Rancher is feeling like a mistake. Help!

William_Flanagan · December 9, 2016, 12:55pm

I posted before about 2.5 weeks ago, and got no help.

We have been “using” Rancher for 2+ months, in production, and committed to it for production, which is feeling like a mistake.

We can put a light load on it, and it seems to work fine… but once you push anything to it (30 to 50 services), it starts really misbehaving… deployments taking 1 hour+, a lot of services not starting or working, the front end not responding.

And, the UI goes unresponsive, forcing a reboot.

I’m not sure what the problem is with it. We’ve tried a myriad of things. I posted 2+ weeks ago, filled in a bunch of details for people, and got no answer.

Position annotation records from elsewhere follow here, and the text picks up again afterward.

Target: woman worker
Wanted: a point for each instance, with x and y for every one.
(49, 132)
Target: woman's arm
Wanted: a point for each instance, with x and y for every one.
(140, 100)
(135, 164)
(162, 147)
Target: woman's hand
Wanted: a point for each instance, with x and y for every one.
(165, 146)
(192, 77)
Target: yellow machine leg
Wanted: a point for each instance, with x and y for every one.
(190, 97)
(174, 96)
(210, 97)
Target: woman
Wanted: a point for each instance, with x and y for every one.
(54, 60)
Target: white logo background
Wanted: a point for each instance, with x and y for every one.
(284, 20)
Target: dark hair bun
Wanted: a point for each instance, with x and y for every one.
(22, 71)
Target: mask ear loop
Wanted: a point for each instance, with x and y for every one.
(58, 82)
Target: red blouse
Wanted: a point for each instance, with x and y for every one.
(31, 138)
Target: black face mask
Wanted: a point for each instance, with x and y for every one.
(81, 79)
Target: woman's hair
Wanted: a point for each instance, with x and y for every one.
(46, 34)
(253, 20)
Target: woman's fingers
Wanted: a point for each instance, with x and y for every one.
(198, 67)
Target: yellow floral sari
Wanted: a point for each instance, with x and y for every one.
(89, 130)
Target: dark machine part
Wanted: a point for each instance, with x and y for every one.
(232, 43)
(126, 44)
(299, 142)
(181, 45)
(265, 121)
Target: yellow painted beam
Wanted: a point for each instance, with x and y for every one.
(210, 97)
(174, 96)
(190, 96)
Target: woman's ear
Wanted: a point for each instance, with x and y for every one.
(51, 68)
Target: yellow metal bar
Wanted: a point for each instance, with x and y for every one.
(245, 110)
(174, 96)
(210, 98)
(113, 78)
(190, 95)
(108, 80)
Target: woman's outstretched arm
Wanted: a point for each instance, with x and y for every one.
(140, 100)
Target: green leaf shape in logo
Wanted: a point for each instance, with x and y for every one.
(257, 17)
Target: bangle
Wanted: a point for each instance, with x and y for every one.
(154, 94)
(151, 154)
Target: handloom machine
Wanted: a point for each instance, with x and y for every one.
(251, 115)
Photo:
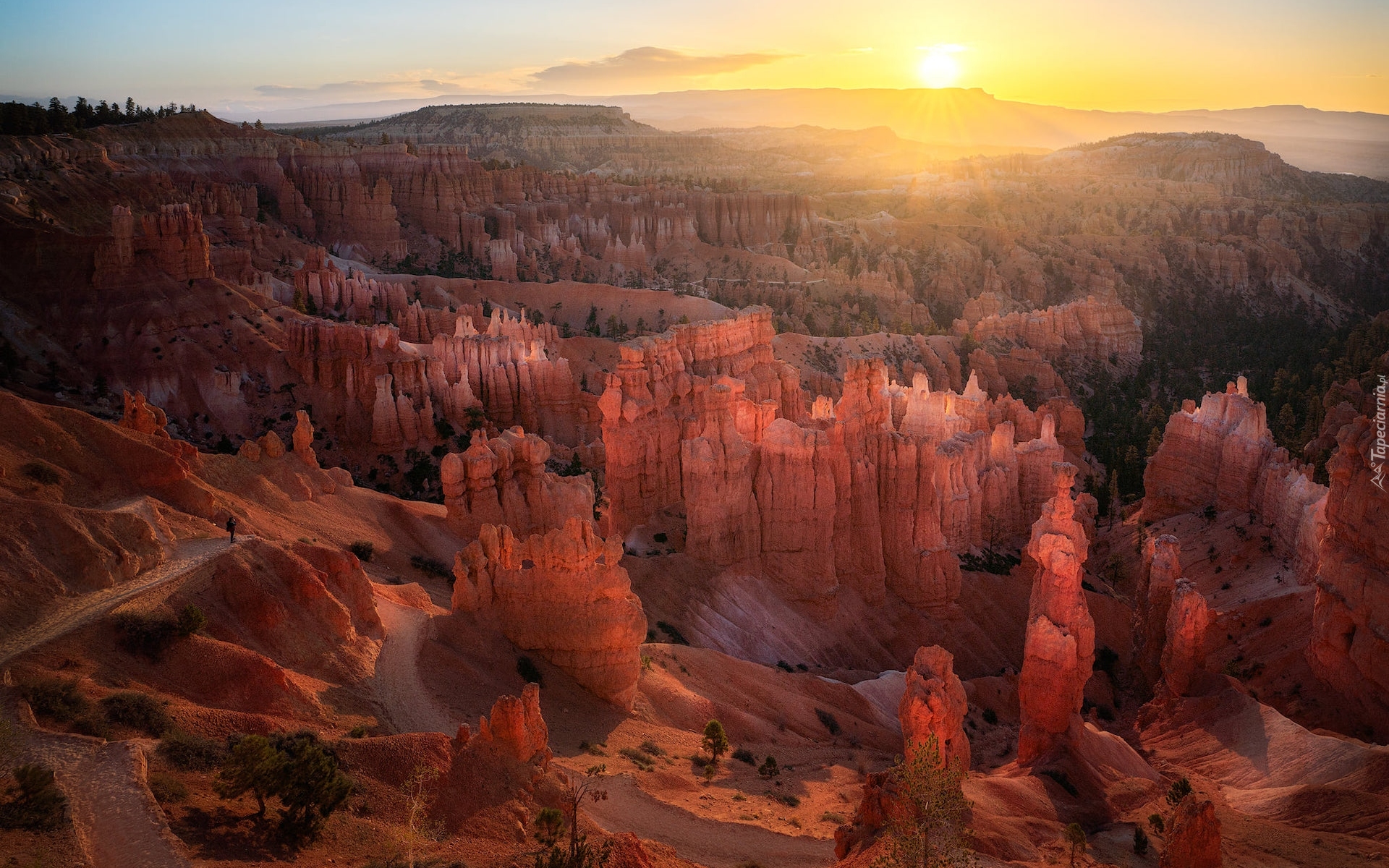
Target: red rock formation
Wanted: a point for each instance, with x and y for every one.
(305, 439)
(1096, 330)
(934, 705)
(143, 417)
(1351, 620)
(1060, 639)
(1184, 656)
(1223, 456)
(1155, 600)
(504, 481)
(516, 729)
(1194, 841)
(563, 595)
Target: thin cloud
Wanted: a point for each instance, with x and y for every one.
(652, 63)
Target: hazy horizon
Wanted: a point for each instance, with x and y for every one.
(273, 57)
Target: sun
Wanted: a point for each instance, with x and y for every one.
(939, 69)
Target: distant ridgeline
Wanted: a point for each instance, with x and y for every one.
(34, 120)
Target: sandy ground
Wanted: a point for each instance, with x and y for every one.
(406, 702)
(80, 611)
(116, 820)
(709, 842)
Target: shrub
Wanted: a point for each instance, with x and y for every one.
(431, 566)
(191, 620)
(138, 712)
(1181, 788)
(145, 635)
(34, 801)
(641, 759)
(54, 697)
(528, 671)
(167, 789)
(677, 638)
(1139, 841)
(768, 767)
(191, 752)
(42, 472)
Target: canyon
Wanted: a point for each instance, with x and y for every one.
(602, 456)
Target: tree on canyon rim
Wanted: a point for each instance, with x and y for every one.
(928, 825)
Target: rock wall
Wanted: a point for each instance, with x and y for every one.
(934, 705)
(1184, 655)
(563, 595)
(504, 482)
(1097, 328)
(1059, 652)
(1220, 454)
(1349, 644)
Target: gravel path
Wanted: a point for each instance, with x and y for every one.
(407, 703)
(69, 614)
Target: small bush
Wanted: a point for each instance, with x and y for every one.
(191, 752)
(677, 638)
(191, 620)
(146, 635)
(34, 800)
(138, 712)
(828, 720)
(1139, 841)
(54, 697)
(528, 671)
(1181, 789)
(431, 566)
(167, 789)
(1061, 780)
(768, 767)
(42, 472)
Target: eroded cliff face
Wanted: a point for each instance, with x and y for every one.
(1059, 652)
(1220, 454)
(880, 490)
(563, 595)
(1096, 328)
(934, 705)
(504, 482)
(1351, 620)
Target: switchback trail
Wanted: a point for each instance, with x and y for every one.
(69, 614)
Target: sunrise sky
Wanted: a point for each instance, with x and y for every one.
(1147, 54)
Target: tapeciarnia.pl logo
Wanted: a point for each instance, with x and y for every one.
(1381, 446)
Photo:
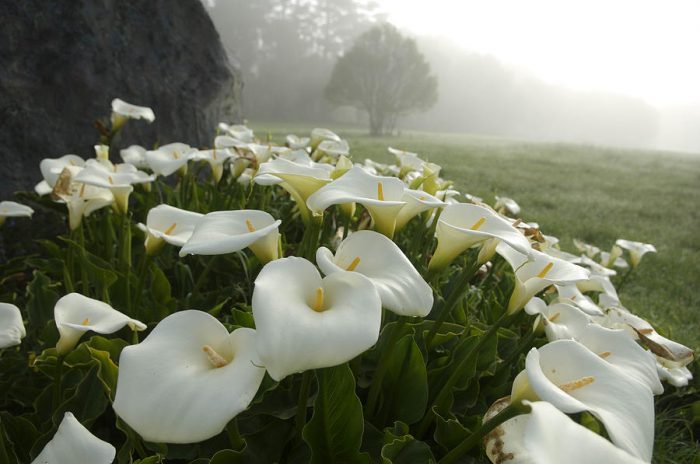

So, Is Rancher BS and not really ready for this? I need to know. It’s killing my little startup at this point, with a simple “code push” causing massive instability, downtime, and an 1 day+ of cleaning crap up to get things running again.

HELP!

William_Flanagan · December 9, 2016, 1:38pm

To add to this, our logs are full of this:

time=“2016-12-09T13:35:16Z” level=info msg=“Setting log level” logLevel=info
time=“2016-12-09T13:35:16Z” level=info msg=“Starting go-machine-service…” gitcommit=v0.34.1
time=“2016-12-09T13:35:16Z” level=info msg="Waiting for handler registration (1/2)"
time=“2016-12-09T13:35:16Z” level=info msg=“Starting rancher-compose-executor” version=v0.12.0
time=“2016-12-09T13:35:28Z” level=fatal msg=“Exiting go-machine-service: Timed out waiting for transtion.”

If that helps.

William_Flanagan · December 9, 2016, 2:24pm

Another bit of data… our image sizes are pretty large: ~= 2g, if that makes any difference?

denise · December 9, 2016, 7:15pm

It seems like your rancher-compose-executor is not able to start up. Could you try this on the host running rancher server?

docker exec <rancher_server_container_ID> killall -9 rancher-compose-executor

William_Flanagan · December 9, 2016, 10:11pm

i will do this…

But, this happens with any deployment/load.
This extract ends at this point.